Jeffrey Epstein accomplice Ghislaine Maxwell will no longer fight to keep the names of eight “John Does” secret, leaving it up to the court to decide whether or not to reveal their identities.
“After careful review of the detailed objections submitted by Non-Party Does 17, 53, 54, 55, 73, 93 and 151, counsel for Ghislaine Maxwell writes to inform the Court that she does not wish to further address those objections,” Maxwell attorney Laura Menninger wrote in a letter on January 12.
“Each of the listed Does has counsel who have ably asserted their own respective privacy rights. Ms. Maxwell therefore leaves it to this Court to conduct the appropriate review,” it added.

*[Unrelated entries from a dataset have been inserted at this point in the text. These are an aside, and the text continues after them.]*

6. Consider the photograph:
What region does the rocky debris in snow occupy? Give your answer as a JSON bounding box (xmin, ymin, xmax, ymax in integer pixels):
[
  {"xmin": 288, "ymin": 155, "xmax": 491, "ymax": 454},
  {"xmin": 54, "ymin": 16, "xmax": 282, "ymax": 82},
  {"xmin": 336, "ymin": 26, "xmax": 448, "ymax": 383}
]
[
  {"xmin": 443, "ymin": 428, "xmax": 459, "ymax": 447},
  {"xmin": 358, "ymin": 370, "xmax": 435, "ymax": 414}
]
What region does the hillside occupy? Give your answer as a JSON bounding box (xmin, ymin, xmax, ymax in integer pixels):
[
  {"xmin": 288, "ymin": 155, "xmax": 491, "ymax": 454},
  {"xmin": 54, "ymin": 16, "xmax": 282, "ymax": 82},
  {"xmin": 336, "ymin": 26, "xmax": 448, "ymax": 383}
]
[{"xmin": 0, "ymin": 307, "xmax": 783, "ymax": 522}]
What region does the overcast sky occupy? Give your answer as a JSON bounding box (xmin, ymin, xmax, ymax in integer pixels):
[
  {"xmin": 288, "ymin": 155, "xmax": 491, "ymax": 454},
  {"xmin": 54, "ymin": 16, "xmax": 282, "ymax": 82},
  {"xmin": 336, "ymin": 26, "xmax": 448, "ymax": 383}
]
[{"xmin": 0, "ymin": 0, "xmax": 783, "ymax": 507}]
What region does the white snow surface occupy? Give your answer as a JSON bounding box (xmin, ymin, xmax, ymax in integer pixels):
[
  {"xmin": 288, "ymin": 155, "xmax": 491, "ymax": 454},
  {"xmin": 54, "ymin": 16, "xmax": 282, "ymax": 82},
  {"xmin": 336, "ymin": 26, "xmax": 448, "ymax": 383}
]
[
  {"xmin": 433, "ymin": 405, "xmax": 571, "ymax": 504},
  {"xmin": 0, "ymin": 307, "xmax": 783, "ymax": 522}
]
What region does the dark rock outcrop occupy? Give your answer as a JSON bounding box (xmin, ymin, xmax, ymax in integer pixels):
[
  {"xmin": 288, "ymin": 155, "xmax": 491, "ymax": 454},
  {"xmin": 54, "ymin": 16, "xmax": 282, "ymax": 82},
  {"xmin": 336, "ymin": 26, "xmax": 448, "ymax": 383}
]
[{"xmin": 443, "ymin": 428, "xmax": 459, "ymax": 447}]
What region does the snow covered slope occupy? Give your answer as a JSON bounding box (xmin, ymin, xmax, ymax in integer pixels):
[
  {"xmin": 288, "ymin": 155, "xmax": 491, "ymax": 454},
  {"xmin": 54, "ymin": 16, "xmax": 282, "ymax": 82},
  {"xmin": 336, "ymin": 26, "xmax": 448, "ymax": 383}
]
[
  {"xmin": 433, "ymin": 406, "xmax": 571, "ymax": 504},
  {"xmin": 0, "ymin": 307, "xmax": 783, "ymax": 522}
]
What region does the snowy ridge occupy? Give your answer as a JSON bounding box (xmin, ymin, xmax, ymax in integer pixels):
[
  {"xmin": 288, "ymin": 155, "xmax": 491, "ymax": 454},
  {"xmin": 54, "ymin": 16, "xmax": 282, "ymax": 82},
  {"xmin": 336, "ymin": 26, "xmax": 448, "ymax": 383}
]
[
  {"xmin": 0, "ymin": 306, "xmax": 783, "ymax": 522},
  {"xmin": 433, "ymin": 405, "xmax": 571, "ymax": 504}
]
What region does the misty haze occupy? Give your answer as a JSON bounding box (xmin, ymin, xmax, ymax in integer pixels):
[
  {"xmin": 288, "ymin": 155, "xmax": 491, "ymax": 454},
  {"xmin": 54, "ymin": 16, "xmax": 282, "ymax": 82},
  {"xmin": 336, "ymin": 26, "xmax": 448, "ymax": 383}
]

The Does were named in a 2015 defamation suit against Ghislaine Maxwell from Epstein accuser Virginia Roberts Giuffre, who claimed that Maxwell aided in Jeffrey Epstein’s sexual abuse of her as a minor. Guiffre attorney Sigrid McCawley argued that potential embarrassment for having associated with Jeffrey Epstein should not be enough reason for the court to keep the John Does’ names secret. McCawley wrote:
[G]eneralized aversion to embarrassment and negativity that may come from being associated with Epstein and Maxwell is not enough to warrant continued sealing of information. This is especially true with respect to this case of great public interest, involving serious allegations of the sex trafficking of minors.
Now that Maxwell’s criminal trial has come and gone, there is little reason to retain protection over the vast swaths of information about Epstein and Maxwell’s sex-trafficking operation that were originally filed under seal in this case.
Last month, a jury convicted former Epstein accomplice Ghislaine Maxwell of sex trafficking of minors, transporting a minor with the intent to engage in criminal sexual activity, and three counts of conspiracy. She will not be sentenced until June of this year and could face up to 60 years in prison.